I bought mine from www.jiffyshirts.com Look for the ones that say super heavyweight,they are really nice and thick. I also found some at www.sierratradingpost.com for much cheaper(with their email discounts) but it's iffy when they have them. Since your location says Nebraska, Cabelas in LaVista had white pants/coats in the Bargain Cave the other day for $10-$15 each. Don't know if they have any left. Scheel's in Omaha had their white coats on sale last week but I don't know if they have any left now.

Alex


----------



## mudhunter (Dec 10, 2007)

has to be tons of these somewhere. Thanks for info


----------



## CaseyMack (Jan 18, 2013)

Check these coveralls out. I've used them the past few years. Inexpensive alternative to full hunting suit which will get trashed it muck and mud of spring fields. 
http://www.ebay.com/itm/White-Snow-Goos ... 19d579daa0:


----------



## mudhunter (Dec 10, 2007)

thanks


----------



## MDV89 (Sep 8, 2008)

Search "Tyvek Painters Suit." Home Depot, Lowe's, Menards Etc. will all carry them for under $10 I believe.


----------



## nodakoutdoors.com (Feb 27, 2002)

I second the tyvek suits. I order a dozen 3X (get them BIG as possible) at a time.
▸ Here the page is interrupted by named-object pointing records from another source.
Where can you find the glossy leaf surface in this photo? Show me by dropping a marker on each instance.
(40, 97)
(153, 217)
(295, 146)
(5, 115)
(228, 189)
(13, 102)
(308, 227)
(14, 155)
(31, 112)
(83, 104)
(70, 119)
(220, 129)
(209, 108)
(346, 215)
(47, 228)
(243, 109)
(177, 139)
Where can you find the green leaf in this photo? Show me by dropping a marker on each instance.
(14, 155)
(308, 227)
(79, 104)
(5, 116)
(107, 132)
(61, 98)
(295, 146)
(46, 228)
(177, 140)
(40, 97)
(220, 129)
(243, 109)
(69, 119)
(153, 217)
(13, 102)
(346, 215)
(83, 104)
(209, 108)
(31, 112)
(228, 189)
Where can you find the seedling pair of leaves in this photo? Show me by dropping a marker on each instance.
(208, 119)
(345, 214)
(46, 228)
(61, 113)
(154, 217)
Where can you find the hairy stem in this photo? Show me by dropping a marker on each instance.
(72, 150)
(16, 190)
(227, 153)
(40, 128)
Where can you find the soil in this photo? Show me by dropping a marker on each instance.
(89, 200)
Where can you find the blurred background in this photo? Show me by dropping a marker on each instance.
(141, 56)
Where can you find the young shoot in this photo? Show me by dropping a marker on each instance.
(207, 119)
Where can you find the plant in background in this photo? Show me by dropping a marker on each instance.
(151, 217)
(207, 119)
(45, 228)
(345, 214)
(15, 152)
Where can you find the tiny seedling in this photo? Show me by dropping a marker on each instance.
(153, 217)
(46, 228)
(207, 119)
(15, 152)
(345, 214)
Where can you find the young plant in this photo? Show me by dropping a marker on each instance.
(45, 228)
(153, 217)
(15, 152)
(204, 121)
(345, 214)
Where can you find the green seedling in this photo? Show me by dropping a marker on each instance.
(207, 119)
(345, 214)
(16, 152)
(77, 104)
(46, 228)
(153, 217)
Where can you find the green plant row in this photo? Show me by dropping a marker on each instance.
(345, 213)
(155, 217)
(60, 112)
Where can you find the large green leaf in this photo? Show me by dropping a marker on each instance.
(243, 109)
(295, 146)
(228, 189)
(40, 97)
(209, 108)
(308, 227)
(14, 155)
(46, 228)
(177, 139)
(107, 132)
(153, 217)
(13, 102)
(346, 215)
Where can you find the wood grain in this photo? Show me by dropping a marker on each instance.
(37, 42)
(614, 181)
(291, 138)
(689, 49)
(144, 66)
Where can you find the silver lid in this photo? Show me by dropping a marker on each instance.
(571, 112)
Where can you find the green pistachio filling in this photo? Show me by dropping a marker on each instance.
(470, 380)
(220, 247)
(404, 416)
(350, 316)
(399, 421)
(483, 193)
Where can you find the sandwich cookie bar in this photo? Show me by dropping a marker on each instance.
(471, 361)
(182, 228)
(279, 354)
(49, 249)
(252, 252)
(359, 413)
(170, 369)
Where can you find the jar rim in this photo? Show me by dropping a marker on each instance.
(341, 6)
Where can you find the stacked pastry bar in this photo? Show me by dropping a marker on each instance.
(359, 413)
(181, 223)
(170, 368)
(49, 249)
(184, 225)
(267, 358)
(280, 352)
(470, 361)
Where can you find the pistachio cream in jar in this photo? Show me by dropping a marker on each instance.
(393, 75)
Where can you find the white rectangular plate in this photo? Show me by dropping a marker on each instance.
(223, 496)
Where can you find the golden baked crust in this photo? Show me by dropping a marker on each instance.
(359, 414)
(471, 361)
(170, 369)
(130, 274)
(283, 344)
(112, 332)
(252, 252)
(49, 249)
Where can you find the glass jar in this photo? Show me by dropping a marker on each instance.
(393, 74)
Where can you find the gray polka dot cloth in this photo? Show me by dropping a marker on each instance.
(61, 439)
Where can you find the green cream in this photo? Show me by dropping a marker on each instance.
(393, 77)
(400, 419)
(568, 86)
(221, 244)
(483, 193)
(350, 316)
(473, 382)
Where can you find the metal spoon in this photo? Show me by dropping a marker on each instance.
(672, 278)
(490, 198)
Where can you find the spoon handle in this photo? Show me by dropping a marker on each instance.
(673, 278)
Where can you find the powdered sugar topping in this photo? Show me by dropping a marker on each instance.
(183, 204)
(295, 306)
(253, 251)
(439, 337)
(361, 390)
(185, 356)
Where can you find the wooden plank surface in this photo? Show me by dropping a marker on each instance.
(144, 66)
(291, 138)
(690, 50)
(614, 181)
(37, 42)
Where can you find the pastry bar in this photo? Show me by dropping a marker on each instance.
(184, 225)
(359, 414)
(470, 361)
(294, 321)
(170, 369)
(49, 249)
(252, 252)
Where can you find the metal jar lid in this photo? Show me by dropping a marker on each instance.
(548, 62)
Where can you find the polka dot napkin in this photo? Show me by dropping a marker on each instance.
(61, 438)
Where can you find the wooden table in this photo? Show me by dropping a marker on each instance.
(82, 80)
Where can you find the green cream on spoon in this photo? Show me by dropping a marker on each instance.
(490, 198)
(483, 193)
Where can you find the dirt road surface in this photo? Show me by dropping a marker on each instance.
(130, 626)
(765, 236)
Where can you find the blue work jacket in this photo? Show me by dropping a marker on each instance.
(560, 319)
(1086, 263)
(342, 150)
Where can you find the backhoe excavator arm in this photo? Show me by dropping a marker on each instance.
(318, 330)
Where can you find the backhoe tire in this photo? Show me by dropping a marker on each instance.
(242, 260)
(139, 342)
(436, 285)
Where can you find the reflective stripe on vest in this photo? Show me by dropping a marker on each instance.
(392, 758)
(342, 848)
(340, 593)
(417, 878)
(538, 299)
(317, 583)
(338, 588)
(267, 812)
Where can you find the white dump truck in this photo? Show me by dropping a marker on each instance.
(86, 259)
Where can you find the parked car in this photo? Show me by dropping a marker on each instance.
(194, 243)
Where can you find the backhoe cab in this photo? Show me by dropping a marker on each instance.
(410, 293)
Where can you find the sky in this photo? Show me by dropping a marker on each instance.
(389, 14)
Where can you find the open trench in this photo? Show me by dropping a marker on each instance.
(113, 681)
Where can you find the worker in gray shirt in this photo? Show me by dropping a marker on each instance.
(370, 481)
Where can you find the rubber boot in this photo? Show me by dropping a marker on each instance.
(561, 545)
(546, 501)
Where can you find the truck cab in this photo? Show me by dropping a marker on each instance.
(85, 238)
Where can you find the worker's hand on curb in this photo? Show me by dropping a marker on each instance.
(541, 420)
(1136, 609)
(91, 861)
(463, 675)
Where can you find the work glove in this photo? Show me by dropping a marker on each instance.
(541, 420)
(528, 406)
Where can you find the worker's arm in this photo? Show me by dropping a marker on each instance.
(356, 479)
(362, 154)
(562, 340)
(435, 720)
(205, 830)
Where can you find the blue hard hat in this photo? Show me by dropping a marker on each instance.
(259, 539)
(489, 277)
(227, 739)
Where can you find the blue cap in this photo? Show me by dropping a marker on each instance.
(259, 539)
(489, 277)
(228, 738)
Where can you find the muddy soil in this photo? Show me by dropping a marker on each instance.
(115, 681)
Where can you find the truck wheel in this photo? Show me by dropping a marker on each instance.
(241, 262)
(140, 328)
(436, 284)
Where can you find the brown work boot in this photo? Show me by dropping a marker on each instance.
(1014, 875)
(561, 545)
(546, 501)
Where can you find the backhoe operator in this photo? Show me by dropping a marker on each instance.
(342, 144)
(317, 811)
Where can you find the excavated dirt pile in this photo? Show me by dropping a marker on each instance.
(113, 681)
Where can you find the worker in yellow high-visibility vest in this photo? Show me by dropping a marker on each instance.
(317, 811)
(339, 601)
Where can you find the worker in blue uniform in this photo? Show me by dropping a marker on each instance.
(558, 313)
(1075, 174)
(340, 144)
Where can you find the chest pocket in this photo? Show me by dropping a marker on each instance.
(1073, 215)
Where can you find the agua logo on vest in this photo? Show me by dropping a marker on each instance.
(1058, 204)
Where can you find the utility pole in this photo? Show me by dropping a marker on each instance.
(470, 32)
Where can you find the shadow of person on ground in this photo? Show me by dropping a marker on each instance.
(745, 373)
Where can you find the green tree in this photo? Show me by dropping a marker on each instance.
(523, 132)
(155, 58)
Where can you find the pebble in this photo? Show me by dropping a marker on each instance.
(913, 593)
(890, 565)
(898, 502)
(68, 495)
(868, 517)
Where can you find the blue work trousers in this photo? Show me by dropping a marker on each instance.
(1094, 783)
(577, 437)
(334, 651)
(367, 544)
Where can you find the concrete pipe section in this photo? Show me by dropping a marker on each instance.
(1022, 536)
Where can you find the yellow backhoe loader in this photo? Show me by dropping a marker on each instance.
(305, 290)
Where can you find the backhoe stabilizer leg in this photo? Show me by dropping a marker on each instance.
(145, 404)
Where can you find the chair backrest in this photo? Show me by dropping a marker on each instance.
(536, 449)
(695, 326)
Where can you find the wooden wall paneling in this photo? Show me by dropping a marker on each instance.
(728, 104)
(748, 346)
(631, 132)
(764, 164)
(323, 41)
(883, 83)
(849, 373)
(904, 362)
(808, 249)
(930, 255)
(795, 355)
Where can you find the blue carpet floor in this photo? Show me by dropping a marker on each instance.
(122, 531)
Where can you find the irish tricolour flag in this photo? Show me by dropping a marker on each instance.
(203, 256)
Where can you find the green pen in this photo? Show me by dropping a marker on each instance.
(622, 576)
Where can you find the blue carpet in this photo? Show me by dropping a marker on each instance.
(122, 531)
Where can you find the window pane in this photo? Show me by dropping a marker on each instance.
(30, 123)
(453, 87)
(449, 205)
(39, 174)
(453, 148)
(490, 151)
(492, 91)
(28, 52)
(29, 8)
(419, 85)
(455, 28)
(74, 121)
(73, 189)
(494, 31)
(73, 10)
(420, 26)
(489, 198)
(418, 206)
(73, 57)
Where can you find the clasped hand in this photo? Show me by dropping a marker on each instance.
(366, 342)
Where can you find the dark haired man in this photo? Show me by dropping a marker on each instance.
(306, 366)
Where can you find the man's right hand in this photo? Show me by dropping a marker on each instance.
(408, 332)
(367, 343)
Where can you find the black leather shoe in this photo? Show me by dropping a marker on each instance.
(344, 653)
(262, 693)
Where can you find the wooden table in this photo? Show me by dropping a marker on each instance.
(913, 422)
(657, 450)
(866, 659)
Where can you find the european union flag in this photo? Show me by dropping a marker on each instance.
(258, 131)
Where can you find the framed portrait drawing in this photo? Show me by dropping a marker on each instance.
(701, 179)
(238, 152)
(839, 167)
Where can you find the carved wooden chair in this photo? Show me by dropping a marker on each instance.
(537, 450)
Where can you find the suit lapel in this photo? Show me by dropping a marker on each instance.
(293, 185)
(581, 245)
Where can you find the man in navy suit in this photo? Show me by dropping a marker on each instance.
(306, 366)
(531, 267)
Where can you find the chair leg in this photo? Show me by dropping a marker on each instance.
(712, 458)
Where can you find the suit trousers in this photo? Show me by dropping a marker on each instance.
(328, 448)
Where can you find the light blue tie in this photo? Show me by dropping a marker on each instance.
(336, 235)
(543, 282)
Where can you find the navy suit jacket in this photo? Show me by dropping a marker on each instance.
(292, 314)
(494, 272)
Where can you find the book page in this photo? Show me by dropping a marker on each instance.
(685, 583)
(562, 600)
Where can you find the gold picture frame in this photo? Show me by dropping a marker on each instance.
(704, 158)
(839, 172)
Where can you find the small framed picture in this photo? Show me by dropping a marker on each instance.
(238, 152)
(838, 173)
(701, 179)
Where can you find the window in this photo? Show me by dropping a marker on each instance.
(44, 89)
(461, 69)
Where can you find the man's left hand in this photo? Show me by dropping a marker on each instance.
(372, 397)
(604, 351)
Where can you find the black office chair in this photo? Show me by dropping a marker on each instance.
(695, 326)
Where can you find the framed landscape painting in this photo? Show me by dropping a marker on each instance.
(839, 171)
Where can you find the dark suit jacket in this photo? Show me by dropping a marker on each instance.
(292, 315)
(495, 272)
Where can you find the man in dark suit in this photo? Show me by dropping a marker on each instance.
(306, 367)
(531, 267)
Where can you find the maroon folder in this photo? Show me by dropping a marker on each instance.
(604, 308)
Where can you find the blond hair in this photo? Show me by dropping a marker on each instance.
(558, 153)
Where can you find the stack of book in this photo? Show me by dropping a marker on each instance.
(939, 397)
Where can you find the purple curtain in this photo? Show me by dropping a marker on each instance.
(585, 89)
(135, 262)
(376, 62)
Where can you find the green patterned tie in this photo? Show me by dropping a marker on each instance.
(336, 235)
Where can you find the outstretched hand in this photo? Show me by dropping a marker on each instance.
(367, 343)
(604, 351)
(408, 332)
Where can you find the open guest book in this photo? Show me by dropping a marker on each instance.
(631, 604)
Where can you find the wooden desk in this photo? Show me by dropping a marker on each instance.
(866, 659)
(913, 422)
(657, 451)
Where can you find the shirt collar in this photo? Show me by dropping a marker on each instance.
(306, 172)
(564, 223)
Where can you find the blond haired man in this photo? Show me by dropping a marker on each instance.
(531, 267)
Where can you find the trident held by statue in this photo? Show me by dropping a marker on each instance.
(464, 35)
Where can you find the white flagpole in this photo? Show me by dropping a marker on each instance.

Good to have in the trailer.


----------



## andrewhudson (Feb 24, 2013)

In this winter I have got superb winter hoodie by Alternative...Alternative hoodies my all time favorite: :beer:

I have bought it from http://www.apparelnbags.com/alternative/index.htm

Try it!! :beer:


----------



## the professor (Oct 13, 2006)

andrewhudson = cork soaker.

:spam:


----------